La voz que México necesitaba escuchar llegó desde FIFA. En medio de la incertidumbre generada por la ola de violencia que sacudió al país tras la muerte del líder del Cártel Jalisco Nueva Generación en febrero, el presidente del organismo rector del fútbol mundial, Gianni Infantino, fue categórico: tiene 'confianza completa' en la capacidad de México para ser co-anfitrión de la Copa del Mundo.
La muerte del cartel denominado 'El Mencho' el 22 de febrero detonó una ola de violencia que encendió alertas en todo el mundo apenas cuatro meses antes del inicio del torneo.
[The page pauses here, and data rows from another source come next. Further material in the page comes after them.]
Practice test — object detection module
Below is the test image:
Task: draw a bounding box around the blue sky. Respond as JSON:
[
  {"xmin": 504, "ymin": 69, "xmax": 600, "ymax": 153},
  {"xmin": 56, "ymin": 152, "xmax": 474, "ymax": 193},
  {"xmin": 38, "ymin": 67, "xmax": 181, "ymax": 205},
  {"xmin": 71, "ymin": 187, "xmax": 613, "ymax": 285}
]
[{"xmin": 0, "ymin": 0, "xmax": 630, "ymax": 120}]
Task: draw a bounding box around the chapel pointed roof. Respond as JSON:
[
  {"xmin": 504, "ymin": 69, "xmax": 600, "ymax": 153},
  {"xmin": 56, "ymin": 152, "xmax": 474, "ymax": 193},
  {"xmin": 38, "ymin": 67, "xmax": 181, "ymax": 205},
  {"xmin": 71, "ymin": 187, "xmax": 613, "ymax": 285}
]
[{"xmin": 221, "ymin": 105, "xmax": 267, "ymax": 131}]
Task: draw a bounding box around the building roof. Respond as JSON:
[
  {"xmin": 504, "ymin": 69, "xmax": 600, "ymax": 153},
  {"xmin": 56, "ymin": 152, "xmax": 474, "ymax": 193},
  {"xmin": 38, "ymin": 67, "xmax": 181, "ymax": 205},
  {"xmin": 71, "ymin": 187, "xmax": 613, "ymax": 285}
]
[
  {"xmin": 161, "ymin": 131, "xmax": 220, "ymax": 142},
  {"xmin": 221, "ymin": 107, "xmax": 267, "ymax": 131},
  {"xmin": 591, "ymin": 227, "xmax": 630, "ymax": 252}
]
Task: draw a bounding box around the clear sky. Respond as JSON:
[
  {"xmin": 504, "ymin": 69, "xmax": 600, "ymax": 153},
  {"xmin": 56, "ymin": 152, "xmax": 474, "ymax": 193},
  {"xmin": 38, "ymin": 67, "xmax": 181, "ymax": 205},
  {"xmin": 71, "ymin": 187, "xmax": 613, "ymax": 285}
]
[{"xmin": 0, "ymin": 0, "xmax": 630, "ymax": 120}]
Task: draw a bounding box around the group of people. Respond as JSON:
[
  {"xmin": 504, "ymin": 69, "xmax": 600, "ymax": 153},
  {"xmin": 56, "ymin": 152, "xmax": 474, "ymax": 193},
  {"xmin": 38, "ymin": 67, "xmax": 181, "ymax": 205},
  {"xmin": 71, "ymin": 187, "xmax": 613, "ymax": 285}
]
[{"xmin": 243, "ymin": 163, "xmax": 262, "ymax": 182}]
La respuesta del crimen organizado ante la eliminación de su líder generó episodios en varios estados que pusieron en entredicho la seguridad en ciudades que figuran como sedes mundialistas.
Las ciudades mexicanas que albergarán partidos del Mundial — Guadalajara, Monterrey, Ciudad de México y otros puntos — han reforzado sus protocolos de seguridad en coordinación con autoridades federales y FIFA. La prueba de esta semana, con los repechajes intercontinentales jugándose en suelo mexicano, funcionará como un primer termómetro real de la capacidad operativa del país.
Para el gobierno de la presidenta Claudia Sheinbaum, el respaldo de Infantino es un aval político y logístico fundamental. México afronta el evento deportivo más importante de su historia en un contexto de tensión interna, pero con la determinación de que el verano de 2026 sea también un escaparate de lo que el país puede ofrecer al mundo. Millones de aficionados de todos los continentes ya tienen sus boletos. El show, dijeron desde FIFA, debe continuar.